Folha de S. Paulo


Comida de criança

Imagine que seu filho possa viver menos do que você, e não por morte trágica. Esse é o novo fenômeno, e uma de suas causas é o alto índice de obesidade infantil. Por esse motivo, vamos hoje conversar a respeito da alimentação de nossas crianças.

Você acredita, caro leitor, que 60% das crianças brasileiras com menos de dois anos comem biscoitos, bolachas e bolos? E que 30% delas tomam refrigerante e sucos artificiais?

A partir de quando nós decidimos alimentar nossos filhos tão mal, sem pensarmos que isso poderia prejudicar a saúde deles? Por que será que só pensamos no prazer imediato que eles têm ao comer essas porcarias e nas facilidades de comprar alimentos industrializados?

Conversei com pediatras e todos confirmaram a hipótese: a obesidade infantil está muito mais associada a comportamentos do que a determinantes genéticos. Estes casos existem, mas são minoria.

Para começo de conversa, vamos lembrar: reeducar é mais difícil do que educar, e deseducar é mais fácil do que educar. Com esses princípios em mente, vamos refletir sobre como temos ensinado as crianças a se alimentar da maneira como o fazem atualmente.

Trabalhamos demais e temos pouco tempo para dedicar à cozinha. Falso ou verdadeiro? Falso. Trabalhamos em demasia, sim, mas no tempo restante queremos relações tranquilas e prazerosas com os filhos, certo?

O problema reside principalmente no fato de que educar pressupõe sempre, de algum modo, desagradar aos mais novos, e o quesito da alimentação não pode ser uma exceção! Quem quer garantia de carinha feliz do filho tende, porém, a oferecer apenas o que ele quer e gosta, e não o que pode fazer bem a ele, porque isso provoca resistências.

Devemos proibir terminantemente as crianças de comer essas porcarias? Não é preciso ser tão radical. Não ter em casa biscoitos e bolachas, sucos artificiais e refrigerantes, e salgadinhos e chips, por exemplo, já ajuda muito. Mas, quando a família sai para um passeio, pode permitir que o filho coma alguns desses alimentos.
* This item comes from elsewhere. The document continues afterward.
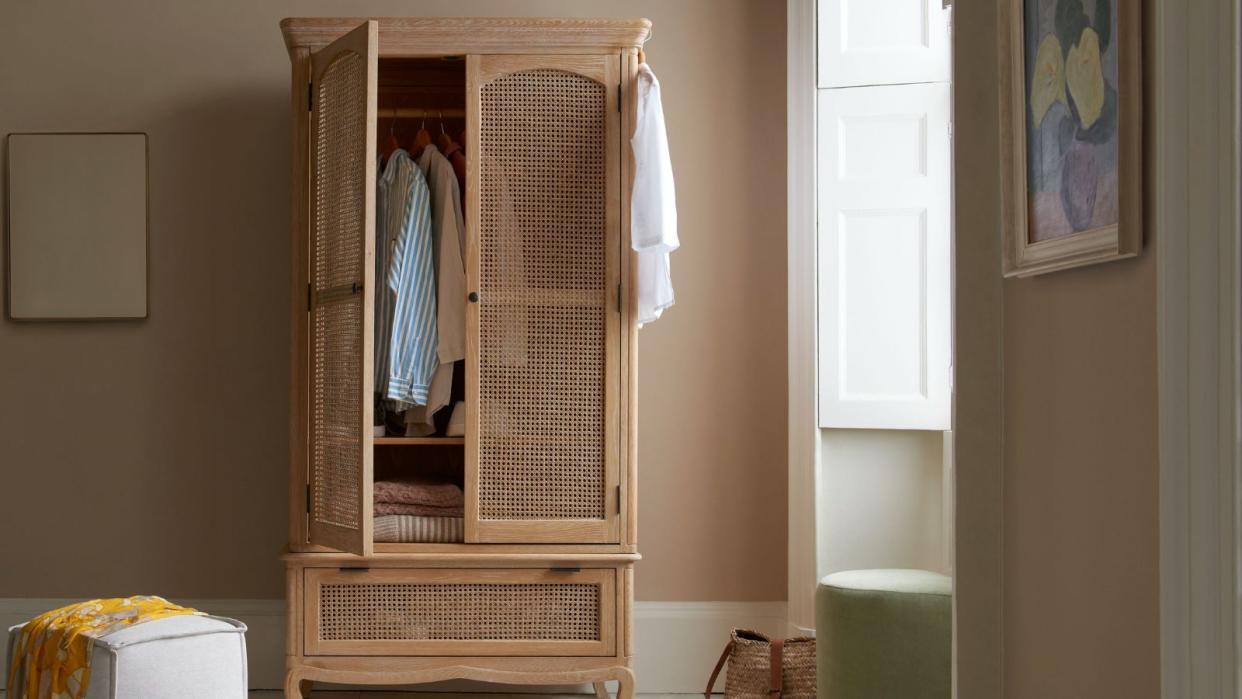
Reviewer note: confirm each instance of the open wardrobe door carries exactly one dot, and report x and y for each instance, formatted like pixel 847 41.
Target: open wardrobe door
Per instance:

Isso faz com que diminua muito a quantidade ingerida e os pedidos insistentes para, em casa, trocar o prato de comida por uma gostosura doce ou salgada.

Um outro ponto é que criança precisa aprender a identificar seu índice de saciedade, e os pais devem ensiná-la. A frase "Agora chega" não precisa ser dita sempre: pode ser colocada em ato de diferentes modos. Retirar o alimento "tentação" da frente da criança e distraí-la para que ela não fique focada no que queria comer mais são duas atitudes que costumam funcionar, mas não são as únicas. Os pais podem encontrar outras estratégias para os filhos, já que os conhecem bem.

Por fim: nossos costumes alimentares influenciam bastante nossos filhos. Se as famílias conseguirem recuperar o ritual de fazer refeições juntos, além da educação para a boa alimentação –que depende, é claro, do que é servido– há também a oportunidade de a panelinha familiar funcionar.

Esse é um bom momento para que uns contem aos outros a respeito de sua vida, de seus sentimentos, fracassos etc. Tecer narrativas sobre a vida: as refeições em família são ótimas para isso.

Para concluir, vale lembrar: as estratégias para ensinar a criança a se cuidar bem vão ser muito importantes na adolescência dela porque o autocuidado sinaliza o amor à vida.